Pawlenty vows to match state’s modest economic gains with modest spending
02/27/2007
BY BILL SALISBURY
Pioneer Press
Gov. Tim Pawlenty today guessed it would be "kind of a no-change or small-change forecast."
That means Pawlenty and the Legislature would have around $34.4 billion or a 9.3-percent increase for the next two-year budget — unless they boost taxes, which the Republican governor is unwilling to do.
In a telephone conference call with reporters from Washington, D.C., where he was attending the National Governors Association annual winter meeting, Pawlenty said he doesn't know what the state Finance Department will predict, but he said the fundamental economic indicators on which the forecast is based — including gross domestic product, consumer confidence and corporate profits — have been relatively stable.
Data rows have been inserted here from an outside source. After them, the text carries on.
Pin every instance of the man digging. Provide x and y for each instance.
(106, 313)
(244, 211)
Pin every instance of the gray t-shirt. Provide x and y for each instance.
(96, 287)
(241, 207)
He predicted the forecast would be up or down around $200 million from the last estimate in November.
"That sounds like a lot of money, but in the overall scheme of the budget it's not a significant change," he said. "So I would view it as a status quo forecast."
Without a tax increase, that means the state won't have as much money as legislators want to spend on all-day kindergarten, early childhood education, children's health insurance and transportation projects.
But Pawlenty said of his proposed 9.3-percent spending increase, "That's enough. That's faster than the economy is growing. That's faster than most people's paychecks are growing.
"And for my friends in the Legislature who want to spend the state into 12-, 15-, 17-percent spending increases, that's not sustainable, it's not wise, and we're not going to do that."